19. Dezember 2008 um 17:10
vielleicht weniger mitbringen in der Hoffnung, dass alles rechtzeitig aufgegessen wird?
19. Dezember 2008 um 18:33
@Hande: Solltest du irgendwo eine Schüssel mit der Aufschrift »Ich bin Ulfs Schüssel« finden, dann bitte nicht mitnehmen. Es sei denn, du heißt auch Ulf und Hande ist nur dein Chatnickovski. Wahrscheinlicher aber ist, dass es sich tatsächlich um meine Schüssel handelt. Also bitte!

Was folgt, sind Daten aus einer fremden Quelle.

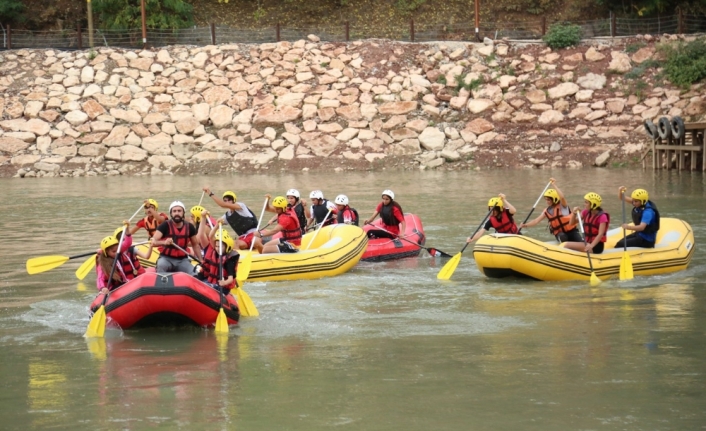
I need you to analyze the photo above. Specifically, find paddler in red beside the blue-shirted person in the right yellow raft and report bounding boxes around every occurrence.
[564,192,610,254]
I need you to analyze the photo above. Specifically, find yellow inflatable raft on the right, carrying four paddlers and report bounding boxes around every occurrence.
[473,218,695,281]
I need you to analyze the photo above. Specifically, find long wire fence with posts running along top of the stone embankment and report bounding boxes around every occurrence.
[0,14,706,50]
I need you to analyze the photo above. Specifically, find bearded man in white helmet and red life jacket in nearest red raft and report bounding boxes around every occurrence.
[152,201,201,274]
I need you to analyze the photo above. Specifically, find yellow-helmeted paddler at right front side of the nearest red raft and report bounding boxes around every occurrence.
[197,224,240,294]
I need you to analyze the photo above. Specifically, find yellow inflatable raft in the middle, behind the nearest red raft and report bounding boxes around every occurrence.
[139,224,368,281]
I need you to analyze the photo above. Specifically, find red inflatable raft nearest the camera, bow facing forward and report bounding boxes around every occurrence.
[91,272,240,329]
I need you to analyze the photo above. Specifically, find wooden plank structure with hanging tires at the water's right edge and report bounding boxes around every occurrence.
[642,117,706,172]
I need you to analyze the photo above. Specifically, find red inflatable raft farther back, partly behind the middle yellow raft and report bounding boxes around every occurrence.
[361,214,426,262]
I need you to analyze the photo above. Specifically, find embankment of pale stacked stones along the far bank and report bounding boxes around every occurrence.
[0,35,706,177]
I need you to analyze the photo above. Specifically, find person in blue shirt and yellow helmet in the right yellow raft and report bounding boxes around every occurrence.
[615,186,659,248]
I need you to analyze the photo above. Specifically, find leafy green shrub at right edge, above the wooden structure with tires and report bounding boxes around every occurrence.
[661,37,706,88]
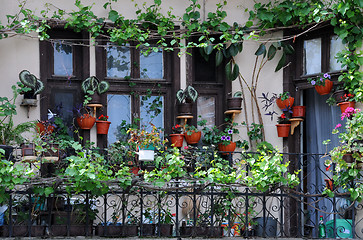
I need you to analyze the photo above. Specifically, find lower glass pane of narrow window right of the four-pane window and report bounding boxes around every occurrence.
[197,96,216,130]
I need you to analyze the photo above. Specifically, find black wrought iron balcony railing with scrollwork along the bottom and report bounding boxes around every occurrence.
[0,153,363,238]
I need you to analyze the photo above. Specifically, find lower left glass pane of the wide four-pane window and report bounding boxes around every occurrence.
[107,94,131,144]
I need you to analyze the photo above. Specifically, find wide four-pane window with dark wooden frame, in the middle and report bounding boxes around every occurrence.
[96,40,180,144]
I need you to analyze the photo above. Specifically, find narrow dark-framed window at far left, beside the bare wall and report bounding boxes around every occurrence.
[39,28,89,139]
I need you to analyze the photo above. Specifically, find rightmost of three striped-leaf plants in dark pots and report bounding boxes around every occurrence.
[176,85,198,116]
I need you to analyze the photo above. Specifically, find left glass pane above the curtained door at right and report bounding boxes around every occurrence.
[304,38,321,75]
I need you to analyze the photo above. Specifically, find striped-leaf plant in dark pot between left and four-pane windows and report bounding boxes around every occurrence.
[81,76,110,105]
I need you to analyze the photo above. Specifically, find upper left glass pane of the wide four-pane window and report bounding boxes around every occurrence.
[107,45,131,78]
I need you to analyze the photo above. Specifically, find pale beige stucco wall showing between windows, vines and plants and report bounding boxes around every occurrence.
[0,0,282,150]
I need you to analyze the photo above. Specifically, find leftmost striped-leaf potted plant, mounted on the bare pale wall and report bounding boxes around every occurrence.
[18,70,44,103]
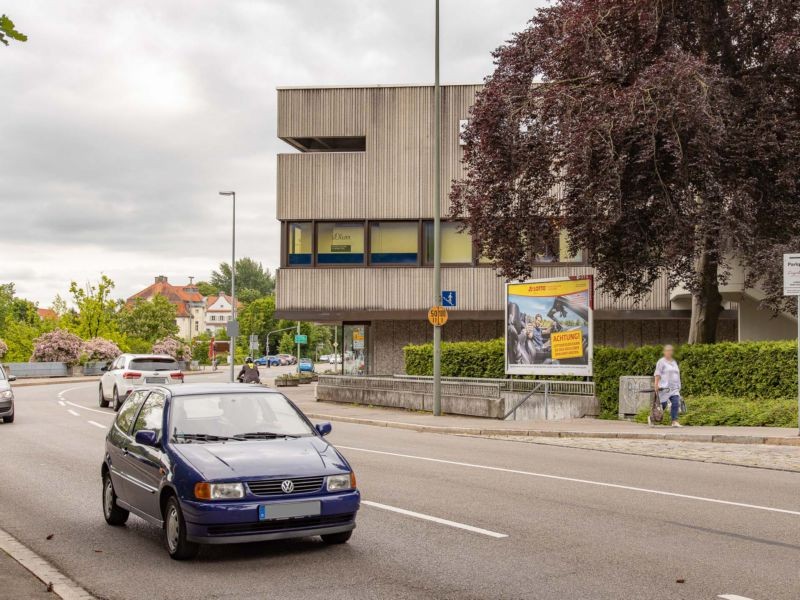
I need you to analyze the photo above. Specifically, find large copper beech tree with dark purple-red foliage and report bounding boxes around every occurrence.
[452,0,800,342]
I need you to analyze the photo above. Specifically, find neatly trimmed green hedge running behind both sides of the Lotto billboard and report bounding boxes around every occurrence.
[403,339,797,418]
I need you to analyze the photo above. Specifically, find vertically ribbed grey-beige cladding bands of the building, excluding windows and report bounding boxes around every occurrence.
[277,85,670,320]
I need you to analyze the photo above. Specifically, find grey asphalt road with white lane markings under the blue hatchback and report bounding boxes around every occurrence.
[0,379,800,600]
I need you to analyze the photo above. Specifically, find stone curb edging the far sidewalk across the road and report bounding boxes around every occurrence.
[306,412,800,447]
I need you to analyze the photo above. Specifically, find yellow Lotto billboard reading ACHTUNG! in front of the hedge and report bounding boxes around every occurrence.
[506,276,593,376]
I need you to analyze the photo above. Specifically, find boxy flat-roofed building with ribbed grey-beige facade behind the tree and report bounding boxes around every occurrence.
[276,85,795,374]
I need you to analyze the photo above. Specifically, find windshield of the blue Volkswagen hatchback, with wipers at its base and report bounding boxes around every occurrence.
[170,393,313,443]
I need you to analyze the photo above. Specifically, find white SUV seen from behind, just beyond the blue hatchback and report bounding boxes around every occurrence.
[98,354,183,410]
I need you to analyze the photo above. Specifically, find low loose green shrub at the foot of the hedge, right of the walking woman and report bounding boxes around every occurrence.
[635,395,797,427]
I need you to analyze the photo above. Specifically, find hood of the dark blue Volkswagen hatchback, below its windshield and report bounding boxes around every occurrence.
[172,436,350,481]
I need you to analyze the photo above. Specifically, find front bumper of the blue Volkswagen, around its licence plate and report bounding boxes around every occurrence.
[181,490,361,544]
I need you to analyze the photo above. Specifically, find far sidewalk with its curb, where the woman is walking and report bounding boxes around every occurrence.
[280,381,800,447]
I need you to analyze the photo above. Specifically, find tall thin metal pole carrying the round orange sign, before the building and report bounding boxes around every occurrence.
[433,0,442,417]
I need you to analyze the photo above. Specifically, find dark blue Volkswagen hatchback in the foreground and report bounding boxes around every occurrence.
[101,384,360,560]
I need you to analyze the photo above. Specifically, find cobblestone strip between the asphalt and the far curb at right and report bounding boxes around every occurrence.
[480,435,800,473]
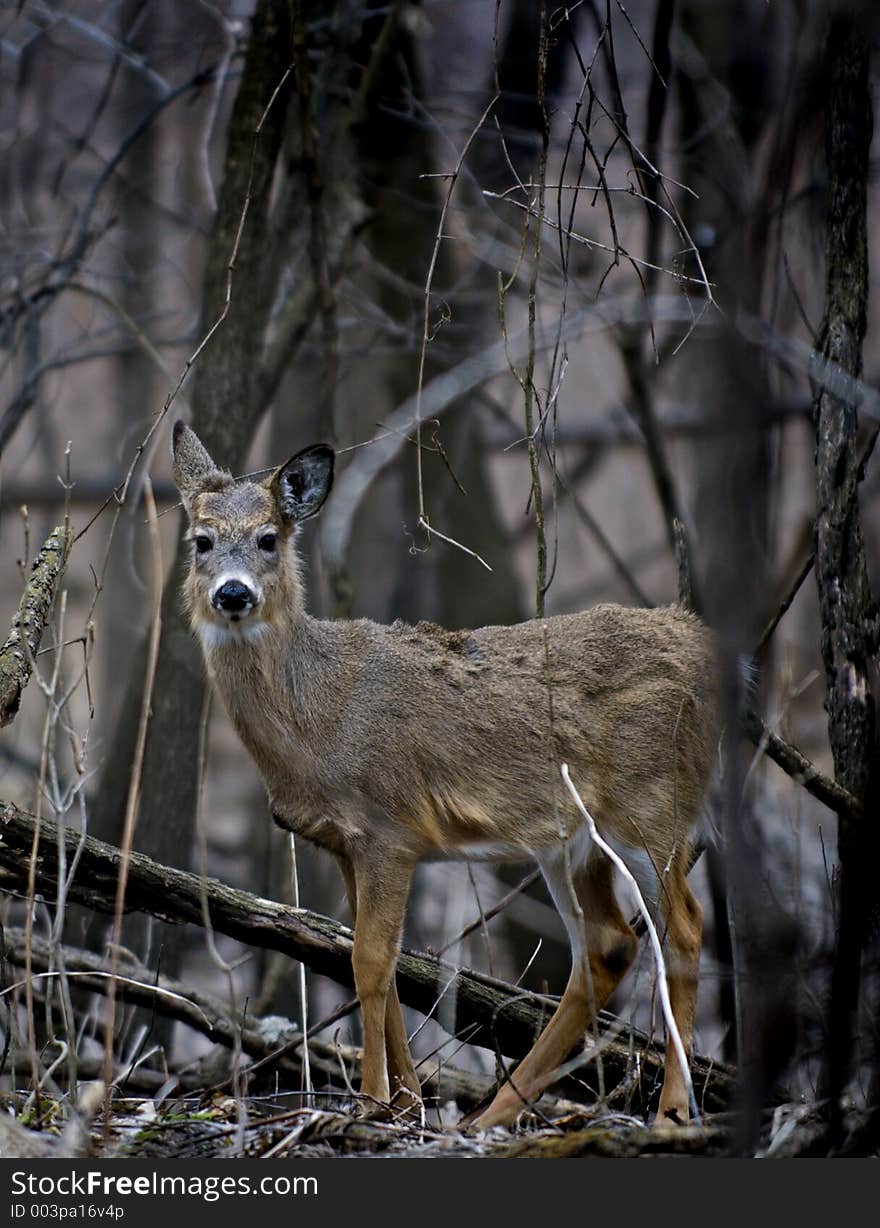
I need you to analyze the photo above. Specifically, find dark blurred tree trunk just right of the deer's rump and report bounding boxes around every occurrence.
[676,2,775,1152]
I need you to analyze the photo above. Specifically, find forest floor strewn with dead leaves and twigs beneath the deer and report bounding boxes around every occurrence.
[0,1084,859,1162]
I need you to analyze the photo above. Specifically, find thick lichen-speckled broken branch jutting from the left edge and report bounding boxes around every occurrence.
[0,524,74,727]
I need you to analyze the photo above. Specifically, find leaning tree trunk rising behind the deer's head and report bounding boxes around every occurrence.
[91,0,291,971]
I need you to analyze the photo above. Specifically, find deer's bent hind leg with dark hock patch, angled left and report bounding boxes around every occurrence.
[474,855,637,1127]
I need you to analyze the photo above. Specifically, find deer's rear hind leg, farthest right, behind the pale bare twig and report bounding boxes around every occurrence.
[657,865,703,1125]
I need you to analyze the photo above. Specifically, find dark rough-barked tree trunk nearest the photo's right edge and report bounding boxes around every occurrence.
[814,11,880,1140]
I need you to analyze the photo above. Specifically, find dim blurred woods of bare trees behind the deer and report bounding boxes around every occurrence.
[0,0,880,1154]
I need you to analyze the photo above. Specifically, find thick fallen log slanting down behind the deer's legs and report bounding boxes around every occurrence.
[0,803,734,1113]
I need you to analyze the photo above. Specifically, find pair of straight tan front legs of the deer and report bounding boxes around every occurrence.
[351,858,420,1104]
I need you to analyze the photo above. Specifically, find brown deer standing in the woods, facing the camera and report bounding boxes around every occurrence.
[172,421,719,1129]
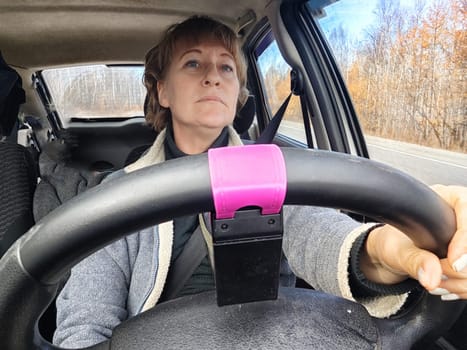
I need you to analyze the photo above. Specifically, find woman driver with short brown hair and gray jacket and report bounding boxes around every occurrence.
[54,17,467,348]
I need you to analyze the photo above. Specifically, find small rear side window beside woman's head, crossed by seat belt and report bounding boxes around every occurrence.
[255,33,307,144]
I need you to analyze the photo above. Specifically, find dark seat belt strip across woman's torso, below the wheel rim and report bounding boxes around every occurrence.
[160,220,208,301]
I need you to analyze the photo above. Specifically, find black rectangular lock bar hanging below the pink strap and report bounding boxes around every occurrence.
[212,209,283,306]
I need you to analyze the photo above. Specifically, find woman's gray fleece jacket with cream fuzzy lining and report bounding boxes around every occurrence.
[53,128,406,348]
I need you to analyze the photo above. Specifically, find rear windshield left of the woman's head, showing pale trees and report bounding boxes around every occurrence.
[42,65,145,125]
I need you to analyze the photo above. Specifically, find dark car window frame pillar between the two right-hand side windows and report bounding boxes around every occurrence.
[280,3,368,158]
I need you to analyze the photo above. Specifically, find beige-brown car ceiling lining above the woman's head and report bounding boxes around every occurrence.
[0,0,270,70]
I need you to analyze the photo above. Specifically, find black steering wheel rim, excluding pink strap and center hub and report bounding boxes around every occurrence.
[0,146,464,349]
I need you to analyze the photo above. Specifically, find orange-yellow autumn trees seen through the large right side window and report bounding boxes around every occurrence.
[346,0,467,152]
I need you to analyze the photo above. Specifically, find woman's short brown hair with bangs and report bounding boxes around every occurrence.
[143,16,248,131]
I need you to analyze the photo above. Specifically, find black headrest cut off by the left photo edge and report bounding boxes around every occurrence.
[0,52,26,136]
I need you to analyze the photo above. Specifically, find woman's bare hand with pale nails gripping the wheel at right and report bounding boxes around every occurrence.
[360,185,467,300]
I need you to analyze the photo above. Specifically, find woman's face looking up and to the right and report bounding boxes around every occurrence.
[157,41,240,135]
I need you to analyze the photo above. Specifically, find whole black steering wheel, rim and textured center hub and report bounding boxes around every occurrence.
[0,146,465,350]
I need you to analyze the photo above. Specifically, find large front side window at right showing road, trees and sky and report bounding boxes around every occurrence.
[318,0,467,186]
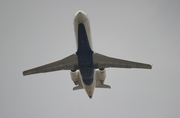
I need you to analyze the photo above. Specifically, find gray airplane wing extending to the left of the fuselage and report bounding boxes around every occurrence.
[23,54,78,76]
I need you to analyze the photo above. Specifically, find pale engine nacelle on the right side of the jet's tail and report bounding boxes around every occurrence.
[95,69,106,81]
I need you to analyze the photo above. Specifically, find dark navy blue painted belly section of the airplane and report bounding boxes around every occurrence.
[76,23,94,85]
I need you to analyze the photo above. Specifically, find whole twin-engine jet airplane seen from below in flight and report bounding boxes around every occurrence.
[23,11,152,99]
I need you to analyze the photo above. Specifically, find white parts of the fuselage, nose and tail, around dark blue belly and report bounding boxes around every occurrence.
[74,11,96,98]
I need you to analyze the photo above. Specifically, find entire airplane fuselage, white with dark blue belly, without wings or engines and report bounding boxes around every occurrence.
[74,11,95,98]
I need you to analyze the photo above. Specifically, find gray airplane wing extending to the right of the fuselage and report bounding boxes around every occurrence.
[93,53,152,69]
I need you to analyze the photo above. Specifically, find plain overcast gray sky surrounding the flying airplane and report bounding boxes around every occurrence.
[0,0,180,118]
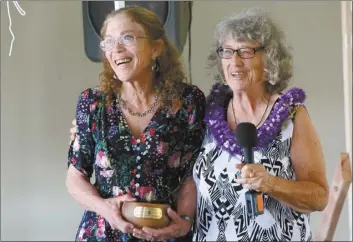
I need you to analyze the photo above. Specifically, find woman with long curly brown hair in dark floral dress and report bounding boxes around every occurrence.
[66,7,205,241]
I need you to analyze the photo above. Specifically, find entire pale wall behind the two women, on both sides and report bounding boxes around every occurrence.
[1,1,349,241]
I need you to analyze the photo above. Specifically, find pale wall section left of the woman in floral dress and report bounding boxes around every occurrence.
[1,1,100,241]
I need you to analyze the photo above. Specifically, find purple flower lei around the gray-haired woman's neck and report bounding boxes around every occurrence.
[204,83,306,156]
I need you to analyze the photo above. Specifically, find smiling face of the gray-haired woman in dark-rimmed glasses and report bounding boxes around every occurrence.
[221,38,264,91]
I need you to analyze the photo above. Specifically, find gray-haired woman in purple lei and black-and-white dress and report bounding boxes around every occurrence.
[193,9,328,241]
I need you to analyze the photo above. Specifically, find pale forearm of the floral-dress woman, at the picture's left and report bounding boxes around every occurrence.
[66,166,107,215]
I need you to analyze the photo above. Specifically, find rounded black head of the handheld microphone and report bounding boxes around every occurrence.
[235,123,257,148]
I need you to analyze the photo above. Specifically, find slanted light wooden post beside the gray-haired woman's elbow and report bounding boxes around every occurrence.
[314,153,352,241]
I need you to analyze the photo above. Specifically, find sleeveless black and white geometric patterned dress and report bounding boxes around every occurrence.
[193,84,312,241]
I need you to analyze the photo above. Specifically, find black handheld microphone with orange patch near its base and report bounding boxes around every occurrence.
[235,123,264,218]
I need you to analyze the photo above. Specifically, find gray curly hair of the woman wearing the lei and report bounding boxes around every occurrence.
[207,8,293,93]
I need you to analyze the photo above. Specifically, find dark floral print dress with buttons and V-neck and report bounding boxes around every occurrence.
[68,84,205,241]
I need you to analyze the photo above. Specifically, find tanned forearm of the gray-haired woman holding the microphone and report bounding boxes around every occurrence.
[267,176,328,213]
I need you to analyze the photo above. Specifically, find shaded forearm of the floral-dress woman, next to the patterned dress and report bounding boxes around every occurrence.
[177,176,196,217]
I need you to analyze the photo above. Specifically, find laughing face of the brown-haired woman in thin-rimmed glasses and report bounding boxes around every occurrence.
[104,14,159,82]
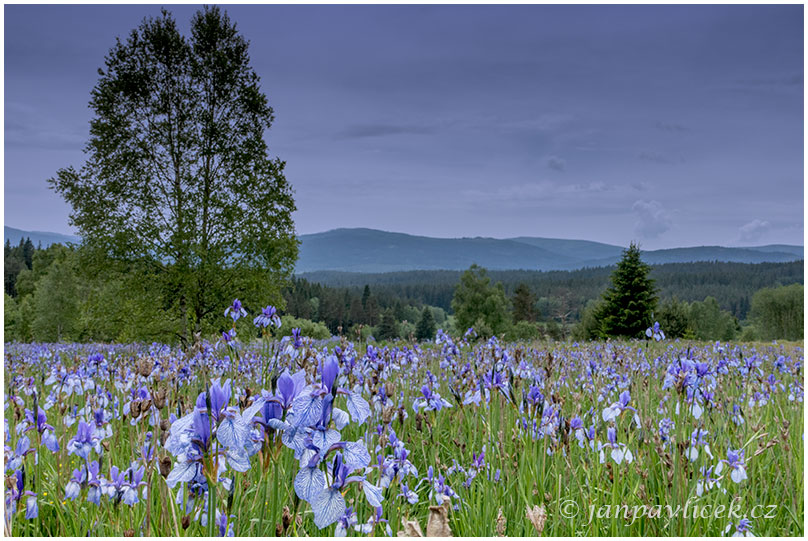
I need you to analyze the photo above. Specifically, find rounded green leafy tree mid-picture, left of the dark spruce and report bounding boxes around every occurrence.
[452,265,510,337]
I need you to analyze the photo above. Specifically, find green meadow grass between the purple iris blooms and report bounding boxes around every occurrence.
[4,341,804,536]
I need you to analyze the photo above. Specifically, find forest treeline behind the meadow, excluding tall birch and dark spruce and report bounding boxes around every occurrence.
[4,239,803,342]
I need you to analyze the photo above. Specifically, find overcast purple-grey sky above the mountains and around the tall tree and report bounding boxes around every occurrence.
[4,5,804,249]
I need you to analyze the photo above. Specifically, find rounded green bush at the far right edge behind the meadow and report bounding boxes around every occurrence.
[752,284,805,340]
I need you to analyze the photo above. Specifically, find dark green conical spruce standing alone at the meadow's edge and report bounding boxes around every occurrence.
[596,242,657,338]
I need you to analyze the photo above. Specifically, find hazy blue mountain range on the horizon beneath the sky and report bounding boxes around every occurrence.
[5,226,803,274]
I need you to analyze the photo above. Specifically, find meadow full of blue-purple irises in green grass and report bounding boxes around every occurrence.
[3,302,804,536]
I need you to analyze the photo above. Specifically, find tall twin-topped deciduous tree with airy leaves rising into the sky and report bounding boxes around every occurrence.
[50,7,298,337]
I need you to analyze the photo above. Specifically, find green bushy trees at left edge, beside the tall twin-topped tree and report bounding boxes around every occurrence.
[4,239,177,342]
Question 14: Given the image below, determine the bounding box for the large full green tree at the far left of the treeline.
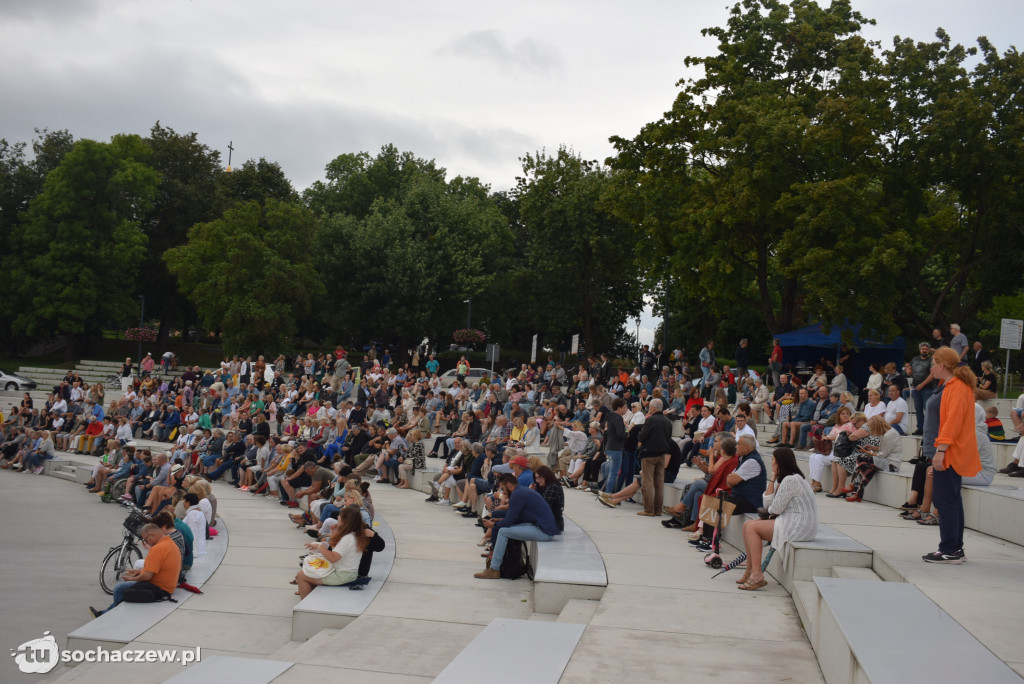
[3,135,160,358]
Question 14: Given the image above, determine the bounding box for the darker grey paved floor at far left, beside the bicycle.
[0,470,126,682]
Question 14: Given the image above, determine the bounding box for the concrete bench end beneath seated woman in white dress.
[722,513,874,594]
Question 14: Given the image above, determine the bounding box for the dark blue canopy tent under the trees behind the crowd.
[775,323,906,387]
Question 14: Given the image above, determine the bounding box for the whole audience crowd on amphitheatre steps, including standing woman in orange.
[0,329,1024,613]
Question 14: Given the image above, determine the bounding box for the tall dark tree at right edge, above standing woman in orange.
[881,29,1024,337]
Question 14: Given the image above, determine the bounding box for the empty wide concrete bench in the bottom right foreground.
[808,576,1021,684]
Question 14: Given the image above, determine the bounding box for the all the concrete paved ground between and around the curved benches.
[9,444,1024,684]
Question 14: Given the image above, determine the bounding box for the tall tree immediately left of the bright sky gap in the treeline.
[514,146,642,353]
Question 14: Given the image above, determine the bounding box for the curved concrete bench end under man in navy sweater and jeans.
[527,517,608,613]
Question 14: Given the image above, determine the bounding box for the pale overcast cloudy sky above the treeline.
[0,0,1024,338]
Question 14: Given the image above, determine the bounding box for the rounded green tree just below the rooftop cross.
[164,199,324,354]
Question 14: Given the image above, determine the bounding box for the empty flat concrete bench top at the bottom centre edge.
[434,617,587,684]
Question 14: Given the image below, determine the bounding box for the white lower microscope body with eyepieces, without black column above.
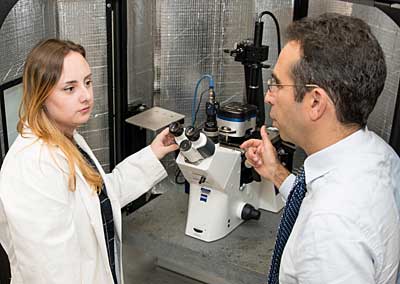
[169,122,284,242]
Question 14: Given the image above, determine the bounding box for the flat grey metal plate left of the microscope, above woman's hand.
[125,107,185,131]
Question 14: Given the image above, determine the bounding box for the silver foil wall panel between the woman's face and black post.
[57,0,110,171]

20. Dezember 2008 um 22:50
Ich werde in Zukunft immer nur die bei mir zurückgebliebenen Schüsseln mitnehmen. Irgendwann müsste dann doch alles zurückkommen.
Übrigens, hier intern haben wir ein Riesenproblem mit den verschiedenen Wohneinheiten. Da man sich gegenseitig Kaffee, Essen usw. vorbeibringt, ist die Entropie gewaltig. Vielleicht sollten wir doch eine Zentralküche anstreben.